Saturday, 26 May 2012

The hardest gift to give

I see Virgil today. We spend several hours working together on a project to help out a friend. It is a prior commitment neither of us feel comfortable about breaking so we turn up and get on with the job. We meet on the train there. I sob behind my sunglasses and tell him about the weeks' emotions and revelations. I know it's hard for him to see me like this but I just have to. All this stuff feels so important and urgent: I need to share it with him in all its exoriating excruciatingness, both positive and oh so painful. I'm not going to say 'bad' because change is good. That's the way I have to see this. How is it possible to feel so hopeful and determined and so bad at the same time?

'Honey, you should try to stop crying,' he remonstrates finally. 'I'm a fountain this week, Virgil,' I sniff. 'You're like one of those things that go off,' he says. 'A geyser,' I reply.

While I think of little else, Virgil has too much work to think properly about what's going on. It's terrible timing but there it is. He needs space. He really needs it. He's distracted and worried about how much work he has to get done over the next week. It's difficult for him seeing me sad: it's actually the last thing he needs. He's sympathetic but it feels like more of the same rather than moving on, he says. Really he's worn out with me needing support. I think, but don't say: 'Well, you broke up with me, not me with you, and you're not currently homeless and almost out of a job.'

Instead I say: 'Look, I totally had to tell you about my discoveries. They're so important! I can't regret finding out this stuff although I'm terribly sad it took a crisis for it to happen. But I'm going to stop now. Right now the only thing that matters is that we love and support each other through this. The last thing I want is arguments. No more arguments. Just being very gentle with each other and working this out together like it's a good thing, a positive step.'

When we say goodbye I say: 'Good luck with your work, Virgil. I love you.' He smiles tiredly and hugs me.

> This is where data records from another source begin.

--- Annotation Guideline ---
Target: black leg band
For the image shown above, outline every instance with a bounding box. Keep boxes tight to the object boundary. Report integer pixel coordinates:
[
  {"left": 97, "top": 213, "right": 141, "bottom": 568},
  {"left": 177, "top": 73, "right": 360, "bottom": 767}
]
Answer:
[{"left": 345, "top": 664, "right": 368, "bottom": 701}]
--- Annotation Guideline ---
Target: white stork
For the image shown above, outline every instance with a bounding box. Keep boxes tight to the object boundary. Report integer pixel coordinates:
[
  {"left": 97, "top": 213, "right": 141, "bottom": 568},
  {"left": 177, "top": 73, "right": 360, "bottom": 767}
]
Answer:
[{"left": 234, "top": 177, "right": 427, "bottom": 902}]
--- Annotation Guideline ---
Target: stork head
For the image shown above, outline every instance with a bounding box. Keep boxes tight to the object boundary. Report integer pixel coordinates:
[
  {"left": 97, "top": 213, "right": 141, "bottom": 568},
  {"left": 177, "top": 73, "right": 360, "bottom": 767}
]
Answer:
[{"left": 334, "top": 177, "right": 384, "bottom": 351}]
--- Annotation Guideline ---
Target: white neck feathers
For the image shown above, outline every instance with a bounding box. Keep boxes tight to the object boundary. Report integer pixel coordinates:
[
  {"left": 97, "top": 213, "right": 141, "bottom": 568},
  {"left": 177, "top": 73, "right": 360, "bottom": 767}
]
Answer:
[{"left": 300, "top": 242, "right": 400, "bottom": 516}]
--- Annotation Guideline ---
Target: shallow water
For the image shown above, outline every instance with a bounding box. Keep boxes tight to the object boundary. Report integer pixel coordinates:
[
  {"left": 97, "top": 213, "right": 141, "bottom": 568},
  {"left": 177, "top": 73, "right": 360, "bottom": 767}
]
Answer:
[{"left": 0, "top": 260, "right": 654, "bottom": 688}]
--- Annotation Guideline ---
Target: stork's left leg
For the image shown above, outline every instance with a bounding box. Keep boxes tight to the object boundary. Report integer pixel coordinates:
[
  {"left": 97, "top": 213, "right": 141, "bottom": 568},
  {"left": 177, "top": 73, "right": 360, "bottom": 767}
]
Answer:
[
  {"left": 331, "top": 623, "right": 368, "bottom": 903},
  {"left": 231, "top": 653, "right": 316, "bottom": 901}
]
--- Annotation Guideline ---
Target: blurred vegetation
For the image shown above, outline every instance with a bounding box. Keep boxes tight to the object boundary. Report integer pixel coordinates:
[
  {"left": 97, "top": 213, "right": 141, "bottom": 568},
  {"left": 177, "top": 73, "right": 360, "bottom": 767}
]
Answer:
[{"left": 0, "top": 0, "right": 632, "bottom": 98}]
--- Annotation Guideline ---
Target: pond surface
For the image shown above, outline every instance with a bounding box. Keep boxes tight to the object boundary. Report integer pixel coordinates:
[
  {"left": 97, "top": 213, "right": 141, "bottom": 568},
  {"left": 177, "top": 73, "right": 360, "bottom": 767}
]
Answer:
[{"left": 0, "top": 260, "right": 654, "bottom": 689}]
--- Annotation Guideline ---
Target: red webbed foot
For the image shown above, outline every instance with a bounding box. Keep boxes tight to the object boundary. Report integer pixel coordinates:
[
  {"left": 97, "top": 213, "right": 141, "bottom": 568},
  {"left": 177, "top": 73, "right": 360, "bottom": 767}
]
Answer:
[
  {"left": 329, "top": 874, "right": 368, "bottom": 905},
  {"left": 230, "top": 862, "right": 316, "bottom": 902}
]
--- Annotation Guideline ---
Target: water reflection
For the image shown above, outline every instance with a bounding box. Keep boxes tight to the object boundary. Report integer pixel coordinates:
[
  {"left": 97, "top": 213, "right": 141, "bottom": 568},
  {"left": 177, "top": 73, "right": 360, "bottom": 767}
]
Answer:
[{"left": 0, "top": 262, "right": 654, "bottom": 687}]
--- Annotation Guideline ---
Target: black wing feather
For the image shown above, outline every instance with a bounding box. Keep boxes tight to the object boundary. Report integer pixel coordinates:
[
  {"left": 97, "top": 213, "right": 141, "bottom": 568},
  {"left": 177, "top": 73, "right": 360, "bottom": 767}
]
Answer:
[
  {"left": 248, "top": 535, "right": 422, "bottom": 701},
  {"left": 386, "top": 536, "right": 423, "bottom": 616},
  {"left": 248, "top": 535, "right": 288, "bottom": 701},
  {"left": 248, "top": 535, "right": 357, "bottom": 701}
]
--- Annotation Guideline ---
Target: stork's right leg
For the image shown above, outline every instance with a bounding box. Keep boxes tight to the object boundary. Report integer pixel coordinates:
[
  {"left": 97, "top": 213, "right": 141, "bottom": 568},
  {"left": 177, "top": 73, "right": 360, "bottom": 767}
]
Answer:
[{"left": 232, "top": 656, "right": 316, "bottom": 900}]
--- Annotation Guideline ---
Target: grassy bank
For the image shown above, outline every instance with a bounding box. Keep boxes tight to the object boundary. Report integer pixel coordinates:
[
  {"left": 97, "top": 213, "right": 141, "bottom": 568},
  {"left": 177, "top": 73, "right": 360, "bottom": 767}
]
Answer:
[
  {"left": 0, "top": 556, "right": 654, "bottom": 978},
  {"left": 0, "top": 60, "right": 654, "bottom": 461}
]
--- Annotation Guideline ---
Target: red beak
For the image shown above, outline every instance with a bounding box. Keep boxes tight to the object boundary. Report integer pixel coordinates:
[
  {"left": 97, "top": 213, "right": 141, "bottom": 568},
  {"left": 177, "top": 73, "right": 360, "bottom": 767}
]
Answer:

Afterward I miss him so badly. I yearn to cuddle him quietly for hours, stroke his hair and gaze into his eyes, but I'd only start crying and then it wouldn't be support anymore but more of the same. Virgil agreed that I could come back to the flat during the week if I want to, stay for a few days if it feels right while I find out about new housing options, but I probably shouldn't. He wasn't enthusiastic, saying only: 'Well, until the next rent day it's your right to be there,' by which it was clear that he'd prefer me not to.

The best thing I can give Virgil now, the biggest, bravest and hardest gift, is to let go of him and leave him alone this week. My fear is that when he has had time to think he'll decide that he doesn't want to try again with me. I've never fought for a relationship before but I intend to fight for this one.